Would you please provide instructions for writing the research statement?

The goal of the SROP is to support your path to graduate school in Psychology, Management, or Neuroscience. In graduate school, you will need to have a research focus. While you do not need to know that focus precisely now, the SROP is designed for students who are considering a research career. So, if you are considering a career in research, what do you want to study? What skills or experiences do you have that you think will be useful in a research environment? These are the things that we hope to learn about you through your Research Statement.

Example Content

The primary goal of your research statement is to describe your research interests. We want to know more about the topics that you are passionate about researching and what you find interesting about them. We want to know about the methods or skills that you seek to gain through more training, as well as research skills or relevant experience that you already have.

By “research interests,” we mean: What topics you want to research? What knowledge do you want to discover or share with the world? It is fine if your research interests are specific (“morality”) or broad (“psychology”); What matters is that you feel compelled to know more about the topic.
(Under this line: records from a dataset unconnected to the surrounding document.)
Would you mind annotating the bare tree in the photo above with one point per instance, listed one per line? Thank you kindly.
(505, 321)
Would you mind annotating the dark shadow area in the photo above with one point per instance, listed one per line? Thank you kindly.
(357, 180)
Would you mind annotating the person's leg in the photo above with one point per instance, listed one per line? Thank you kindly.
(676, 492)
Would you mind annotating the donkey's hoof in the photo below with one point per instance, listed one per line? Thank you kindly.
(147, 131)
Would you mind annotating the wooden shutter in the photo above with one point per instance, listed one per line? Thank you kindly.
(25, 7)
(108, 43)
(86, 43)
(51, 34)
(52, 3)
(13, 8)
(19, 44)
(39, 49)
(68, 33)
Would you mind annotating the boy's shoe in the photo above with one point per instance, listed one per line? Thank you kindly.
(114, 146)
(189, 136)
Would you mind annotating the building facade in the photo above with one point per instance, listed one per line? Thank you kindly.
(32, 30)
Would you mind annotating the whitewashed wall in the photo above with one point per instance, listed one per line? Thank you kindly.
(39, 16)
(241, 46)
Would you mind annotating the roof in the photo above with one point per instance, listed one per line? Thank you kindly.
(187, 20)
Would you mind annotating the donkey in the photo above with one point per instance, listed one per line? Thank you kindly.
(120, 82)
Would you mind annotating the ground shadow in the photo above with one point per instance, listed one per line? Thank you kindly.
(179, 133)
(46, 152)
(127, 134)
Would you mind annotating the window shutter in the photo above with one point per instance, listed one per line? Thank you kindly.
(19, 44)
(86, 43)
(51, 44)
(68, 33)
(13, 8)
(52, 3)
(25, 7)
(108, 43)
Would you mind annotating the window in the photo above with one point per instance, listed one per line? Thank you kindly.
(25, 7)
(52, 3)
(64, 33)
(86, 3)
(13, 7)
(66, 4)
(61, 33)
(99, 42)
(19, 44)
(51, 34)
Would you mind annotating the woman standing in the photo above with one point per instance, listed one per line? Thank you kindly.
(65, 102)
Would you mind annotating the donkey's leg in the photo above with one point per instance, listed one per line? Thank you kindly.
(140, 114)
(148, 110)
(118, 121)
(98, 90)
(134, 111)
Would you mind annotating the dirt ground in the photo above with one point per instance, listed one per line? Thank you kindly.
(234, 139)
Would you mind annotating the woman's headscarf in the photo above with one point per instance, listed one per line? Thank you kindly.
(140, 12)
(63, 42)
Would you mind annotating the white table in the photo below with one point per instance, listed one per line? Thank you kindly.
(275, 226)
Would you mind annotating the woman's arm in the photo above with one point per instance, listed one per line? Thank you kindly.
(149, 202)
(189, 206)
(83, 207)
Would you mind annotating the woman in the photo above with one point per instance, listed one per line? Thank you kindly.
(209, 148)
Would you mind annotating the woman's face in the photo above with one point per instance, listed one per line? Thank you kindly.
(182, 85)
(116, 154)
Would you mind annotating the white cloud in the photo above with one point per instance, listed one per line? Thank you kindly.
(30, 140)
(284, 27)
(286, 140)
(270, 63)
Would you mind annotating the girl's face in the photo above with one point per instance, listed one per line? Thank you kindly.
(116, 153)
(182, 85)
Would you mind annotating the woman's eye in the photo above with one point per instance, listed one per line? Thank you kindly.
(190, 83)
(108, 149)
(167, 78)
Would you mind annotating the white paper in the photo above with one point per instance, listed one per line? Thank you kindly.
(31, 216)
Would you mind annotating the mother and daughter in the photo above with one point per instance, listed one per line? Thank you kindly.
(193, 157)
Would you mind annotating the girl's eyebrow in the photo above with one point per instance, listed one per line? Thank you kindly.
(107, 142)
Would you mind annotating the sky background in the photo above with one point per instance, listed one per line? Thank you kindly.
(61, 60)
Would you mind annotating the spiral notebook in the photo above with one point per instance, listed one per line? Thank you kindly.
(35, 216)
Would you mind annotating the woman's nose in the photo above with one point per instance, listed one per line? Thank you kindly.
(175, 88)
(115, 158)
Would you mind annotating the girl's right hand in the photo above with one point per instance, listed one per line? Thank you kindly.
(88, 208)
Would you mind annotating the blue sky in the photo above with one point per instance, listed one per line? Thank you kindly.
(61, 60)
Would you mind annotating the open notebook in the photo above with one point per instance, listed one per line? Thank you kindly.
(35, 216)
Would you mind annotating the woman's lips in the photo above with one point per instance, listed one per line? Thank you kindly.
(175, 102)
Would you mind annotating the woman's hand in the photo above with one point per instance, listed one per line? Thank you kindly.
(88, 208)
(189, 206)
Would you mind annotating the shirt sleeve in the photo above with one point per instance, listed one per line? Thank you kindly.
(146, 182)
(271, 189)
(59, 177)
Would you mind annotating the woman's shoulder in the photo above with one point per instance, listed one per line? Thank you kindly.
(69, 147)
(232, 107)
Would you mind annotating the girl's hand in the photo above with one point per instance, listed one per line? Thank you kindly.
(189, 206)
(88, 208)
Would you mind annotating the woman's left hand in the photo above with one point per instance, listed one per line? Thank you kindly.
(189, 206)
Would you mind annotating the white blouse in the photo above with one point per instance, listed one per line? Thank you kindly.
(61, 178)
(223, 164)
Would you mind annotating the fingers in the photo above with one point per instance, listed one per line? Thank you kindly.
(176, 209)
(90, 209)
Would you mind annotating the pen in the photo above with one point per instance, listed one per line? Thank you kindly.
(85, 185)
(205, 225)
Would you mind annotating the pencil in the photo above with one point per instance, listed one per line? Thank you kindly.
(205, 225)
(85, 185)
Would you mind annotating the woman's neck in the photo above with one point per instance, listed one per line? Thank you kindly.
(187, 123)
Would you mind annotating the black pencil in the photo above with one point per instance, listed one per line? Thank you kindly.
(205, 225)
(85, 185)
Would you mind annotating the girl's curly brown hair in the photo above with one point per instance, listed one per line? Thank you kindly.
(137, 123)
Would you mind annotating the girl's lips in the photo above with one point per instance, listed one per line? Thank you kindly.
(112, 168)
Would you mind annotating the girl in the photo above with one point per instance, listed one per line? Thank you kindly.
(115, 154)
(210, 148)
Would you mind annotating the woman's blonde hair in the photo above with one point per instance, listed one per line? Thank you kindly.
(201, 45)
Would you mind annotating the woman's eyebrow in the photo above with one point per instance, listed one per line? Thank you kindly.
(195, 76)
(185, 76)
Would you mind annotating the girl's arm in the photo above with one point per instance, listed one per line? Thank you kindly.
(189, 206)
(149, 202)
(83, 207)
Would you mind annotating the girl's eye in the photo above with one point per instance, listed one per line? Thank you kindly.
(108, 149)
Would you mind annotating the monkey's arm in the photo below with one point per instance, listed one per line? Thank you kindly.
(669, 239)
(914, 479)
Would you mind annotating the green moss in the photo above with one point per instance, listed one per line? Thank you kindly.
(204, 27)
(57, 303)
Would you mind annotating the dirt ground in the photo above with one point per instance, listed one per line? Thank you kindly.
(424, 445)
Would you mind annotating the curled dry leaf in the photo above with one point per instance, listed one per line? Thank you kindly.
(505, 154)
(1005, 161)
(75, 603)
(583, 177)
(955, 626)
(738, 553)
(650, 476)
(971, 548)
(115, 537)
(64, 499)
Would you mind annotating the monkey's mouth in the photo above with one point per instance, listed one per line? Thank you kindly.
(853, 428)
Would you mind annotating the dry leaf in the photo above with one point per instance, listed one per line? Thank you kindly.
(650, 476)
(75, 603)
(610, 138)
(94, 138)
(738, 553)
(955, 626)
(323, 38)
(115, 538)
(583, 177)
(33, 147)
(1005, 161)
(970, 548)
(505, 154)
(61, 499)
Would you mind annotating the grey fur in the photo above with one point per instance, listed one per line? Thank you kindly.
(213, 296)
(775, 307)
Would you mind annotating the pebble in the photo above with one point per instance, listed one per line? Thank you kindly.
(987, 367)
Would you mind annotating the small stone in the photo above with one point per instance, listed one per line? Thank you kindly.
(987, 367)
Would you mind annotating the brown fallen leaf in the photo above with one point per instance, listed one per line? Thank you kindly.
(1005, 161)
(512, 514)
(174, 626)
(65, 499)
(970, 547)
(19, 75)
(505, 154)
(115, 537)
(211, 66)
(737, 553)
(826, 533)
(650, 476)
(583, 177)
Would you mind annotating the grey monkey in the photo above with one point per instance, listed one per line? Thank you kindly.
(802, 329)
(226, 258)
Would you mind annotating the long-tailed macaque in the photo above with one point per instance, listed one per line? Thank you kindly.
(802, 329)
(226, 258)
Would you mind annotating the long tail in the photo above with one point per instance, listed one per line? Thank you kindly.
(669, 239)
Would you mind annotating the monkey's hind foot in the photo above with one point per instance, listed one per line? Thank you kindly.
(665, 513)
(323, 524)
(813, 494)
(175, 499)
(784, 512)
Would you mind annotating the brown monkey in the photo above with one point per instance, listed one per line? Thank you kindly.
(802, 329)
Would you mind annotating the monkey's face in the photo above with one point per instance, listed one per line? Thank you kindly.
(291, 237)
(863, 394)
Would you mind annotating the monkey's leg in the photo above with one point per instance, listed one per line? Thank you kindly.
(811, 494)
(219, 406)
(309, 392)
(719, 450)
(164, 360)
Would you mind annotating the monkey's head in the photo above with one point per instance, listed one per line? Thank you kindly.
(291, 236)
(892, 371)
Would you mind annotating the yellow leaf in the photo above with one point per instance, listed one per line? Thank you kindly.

You have 250 words for the research statement. Typically, academic sentences are about 20 – 25 words, which means you have about 10 – 13 sentences in total. Here is an example of how you might use these sentences:

  1. It is best to begin with a clear statement of research interests as Sentence 1.
  2. For Sentences 2 – 3, it would be good to define, elaborate on, or provide more nuance about your research interests. If you can cite past research or describe the relevance to a cultural event, those two things are both compelling.
  3. For sentences 4 – 6, you might try to briefly connect your overall research interests to each of the faculty research projects that you identify in your application. For each faculty research project you identify in your application, describe how the project is relevant to your research interests described in the first 3 sentences.
  4. Now would be a good time for a new paragraph! For Sentence 7, you might describe the skills that you will bring to the research project (e.g., good people skills, experience with statistics).
  5. For Sentences 8 and 9, you could describe how you gained the skills you described in Sentence 7
  6. For the remaining Sentences 10 – 13, you would say what skills or experiences you are specifically hoping to gain as a budding researcher by participating in the SROP. If you want to be really fancy, then you could connect what you want to gain from the SROP to your research interests from Sentence 1 (e.g., how the SROP will help equip you to embark on your own future programme of research).

Important Note

Please note that you do not need to use the structure described above. We are providing this template to help people who are not sure where to start write a strong statement. We invite you to write a statement that inspires you: If it inspires you, then it will inspire us.